Çin işgal ettiği Doğu Türkistan bölgesinde yıllardır sistematik olarak asimilasyon politikalara uygulamaktadır. Hem ırkî bağlamda hem de dinî bağlamda Müslüman Uygur halkı Çinlileştirilmeye çalışılmaktadır Doğu Türkistan’daki Türk nüfusu kontrol altına alınmaya çalışılmakta Çin hükümeti tarafından. Ailelerin çocuk yapmaları konusunda sınırlamalar getirilmekte ve bu sınırlamalara uymayanlar zorla kürtaj yaptırılmaktadır. Çin hükümeti Uygur Müslümanlarını aşağılayıcı, hakaret edici tavrını sürekli sürdürmekte aynı zamanda Müslüman Türkleri “terörist” olarak anmaktadır. Doğu Türkistan’da yaşayan bir Müslüman için günlük hayat tehlikelerle doludur. Doğu Türkistan halkına yönelik keyfî uygulamalar milleti bezdirmiş durumda. Özellikle dinî yaşantılarına yapılan müdahaleler, dinî kitapların toplatılması, dinî eğitim veren kurumların ve camilerin kapatılması, oruç tutmanın yasaklanması, bazı dinî önderlerin şüpheli ölümleri vb. birçok uygulama bölgede yıllardır sürmekte. Son yıllarda daha da sert politikalar yürüten Çinliler, Uygur Müslümanlarının evlerine devlet görevlisi yerleştirerek onların asimile olup olmadıklarını kontrole kadar vardırdılar işi. İnsanlar eğitim adı altında toplama kampı benzeri yerlerde asimile edilmeye, Türklüğünden ve İslamlığından soyundurulmaya çalışılıyor. Ağır fizikî ve psikolojik işkencelere maruz kalan insanların bazılarından yıllarca haber dahi anlamamakta halen…

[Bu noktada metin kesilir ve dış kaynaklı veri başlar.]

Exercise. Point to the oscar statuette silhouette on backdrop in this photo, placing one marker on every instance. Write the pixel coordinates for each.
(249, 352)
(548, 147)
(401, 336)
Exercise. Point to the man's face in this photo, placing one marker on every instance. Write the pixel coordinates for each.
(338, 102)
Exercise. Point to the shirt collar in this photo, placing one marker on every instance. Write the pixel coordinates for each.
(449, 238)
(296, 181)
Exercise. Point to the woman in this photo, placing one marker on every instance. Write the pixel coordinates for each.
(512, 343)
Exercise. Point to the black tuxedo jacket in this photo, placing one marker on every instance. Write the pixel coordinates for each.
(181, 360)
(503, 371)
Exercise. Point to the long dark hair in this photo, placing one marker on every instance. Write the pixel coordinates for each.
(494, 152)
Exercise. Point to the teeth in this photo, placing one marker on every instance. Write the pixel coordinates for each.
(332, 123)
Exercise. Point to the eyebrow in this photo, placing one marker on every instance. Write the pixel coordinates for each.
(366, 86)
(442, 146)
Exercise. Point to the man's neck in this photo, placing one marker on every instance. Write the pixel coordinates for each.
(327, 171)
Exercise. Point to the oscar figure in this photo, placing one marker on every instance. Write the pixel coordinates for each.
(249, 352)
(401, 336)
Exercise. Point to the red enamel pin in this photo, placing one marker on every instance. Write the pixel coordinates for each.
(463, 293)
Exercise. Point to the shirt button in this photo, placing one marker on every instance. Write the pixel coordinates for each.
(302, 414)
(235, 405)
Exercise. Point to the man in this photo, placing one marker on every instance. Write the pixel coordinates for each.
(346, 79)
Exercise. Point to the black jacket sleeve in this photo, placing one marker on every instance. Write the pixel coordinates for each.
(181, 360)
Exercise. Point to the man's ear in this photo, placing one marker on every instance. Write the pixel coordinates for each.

Doğu Türkistan davası Filistin veya Kudüs davası önünde bir dalgakıran gibi sunulmadan sahiplenilmeli ve dünyanın neresinde olursa olsun baskı altında olan milletler gibi önemsenmelidir. Doğu Türkistan yanında Arakan, Keşmir, Filistin, Suriye, Kıbrıs, Kırım, Moro, Afrika vb. dünyanın neresinde olursa olsun zulüm altında olan Müslümanlara yardım eli uzatılabilmeli, onlara ses olunabilmelidir.